10. Profile użycia uzyskujemy bądź to na podstawie wcześniej gromadzonych danych
archiwalnych, bądź na podstawie analizy przewidywanego profilu użytkowania, bądź
wreszcie przy pomocy analizy logów i innych pomiarów wykonywanych na systemie
działającym już w środowisku produkcyjnym.
Podsumowanie
Przedsięwzięcia informatyczne obciążone są niepewnością. Istniejące zagrożenia mogą
spowodować fiasko planowanego wyniku przedsięwzięcia. Zarządzenie zagrożeniami
(Risk Management) umożliwia osiągnięcie sukcesu nawet w sytuacji realnie
zmaterializowanych zagrożeń. Kluczowym elementem zarządzania zagrożeniami jest
testowanie. Testowanie pozwala na skuteczną identyfikację zagrożeń produktowych,
oszacowanie prawdopodobieństwa ich materializacji i monitorowania, jak również
usprawnia ocenę konsekwencji zagrożeń.
Skuteczne testowanie musi dotyczyć przede wszystkim obszarów o największych
zagrożeniach.
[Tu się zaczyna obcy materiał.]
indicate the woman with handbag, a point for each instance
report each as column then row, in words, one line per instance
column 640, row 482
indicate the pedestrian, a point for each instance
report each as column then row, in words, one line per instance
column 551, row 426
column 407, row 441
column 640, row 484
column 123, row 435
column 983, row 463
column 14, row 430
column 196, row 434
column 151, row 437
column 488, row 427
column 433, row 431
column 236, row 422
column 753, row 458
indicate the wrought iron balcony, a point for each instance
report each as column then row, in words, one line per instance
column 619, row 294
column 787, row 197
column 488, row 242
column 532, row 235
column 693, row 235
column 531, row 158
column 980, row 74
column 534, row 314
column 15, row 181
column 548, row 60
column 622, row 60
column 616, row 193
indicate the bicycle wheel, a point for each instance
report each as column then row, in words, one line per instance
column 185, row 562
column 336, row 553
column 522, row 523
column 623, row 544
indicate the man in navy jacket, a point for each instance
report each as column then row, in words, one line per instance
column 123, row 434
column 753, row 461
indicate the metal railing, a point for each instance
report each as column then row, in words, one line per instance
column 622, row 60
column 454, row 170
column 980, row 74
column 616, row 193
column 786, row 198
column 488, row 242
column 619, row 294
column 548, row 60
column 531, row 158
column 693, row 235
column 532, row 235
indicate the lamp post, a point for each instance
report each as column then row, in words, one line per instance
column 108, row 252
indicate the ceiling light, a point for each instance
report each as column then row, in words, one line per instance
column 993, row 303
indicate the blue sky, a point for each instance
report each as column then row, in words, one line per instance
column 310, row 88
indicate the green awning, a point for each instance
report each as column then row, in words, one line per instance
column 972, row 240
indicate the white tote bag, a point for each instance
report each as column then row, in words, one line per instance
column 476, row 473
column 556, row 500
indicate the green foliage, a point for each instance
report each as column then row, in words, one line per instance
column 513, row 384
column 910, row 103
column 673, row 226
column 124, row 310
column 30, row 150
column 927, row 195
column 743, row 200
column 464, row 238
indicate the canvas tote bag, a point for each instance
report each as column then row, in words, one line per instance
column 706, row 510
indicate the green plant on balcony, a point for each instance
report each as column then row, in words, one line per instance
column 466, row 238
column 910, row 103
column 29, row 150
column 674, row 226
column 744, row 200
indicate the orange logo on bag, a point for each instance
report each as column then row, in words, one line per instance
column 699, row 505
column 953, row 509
Przypadki testowe do takiego testowania dobiera się tak, aby dotyczyły
najwyższych zagrożeń produktowych (Risk Based Testing).
Literatura
A. Andrzej Kobyliński, Modele jakości produktów i procesów programowych,
Oficyna Wydawnicza SGH, Warszawa, 2005
B. Tom DeMarco, Timothy Lister, Waltzing with Bears –Managing Risk on SW
Projects, Dorset House Publishing, New York, 2003
C. Rex Black, Managing the Test Process – Practical Tools and Techniques for
Managing HW and SW Testing, Wiley Publishing, 2002
D. Fredrick P. Brooks, The Mythical Man-Month – Essays on SW Engineering
Anniversary Edition, ADDISON-WESLAEY, 2001
E. Dietrich Dorner, Rita Kimber (Translator), Robert Kimber (Translator), The
Logic of Failure: Recognizing and Avoiding Error in Complex Situations,
Metropolitan Books, 1996
F. Martyn Ould, Managing SW Quality and Business Risk, Wiley, 1999
G. Andreas Spillner, Tilno Lintz, Hans Schaeffer, SW Testing Foundations,
dpunkt.verlag, 2006
H. Erik van Veenendaal, The Testing Practitioner, UTN Publishers, 2002
i
Np. zagrożenie mające prawdopodobieństwo „2” i konsekwencje „2” otrzymuje priorytet „4” (2 * 2 = 4),
podczas gdy zagrożenie o prawdopodobieństwie „1” i konsekwencjach „3” otrzymuje priorytet „3” (1 * 3
= 3).
ii
Ściślej, rozstrzygnięcie zależy od przyjętej strategii decyzji, np. przy strategii maksymalizacji zysku
można przyjąć unikanie jakichkolwiek dodatkowych kosztów zapobiegania zagrożeniom, które mogą
przecież wcale się nie zmaterializować.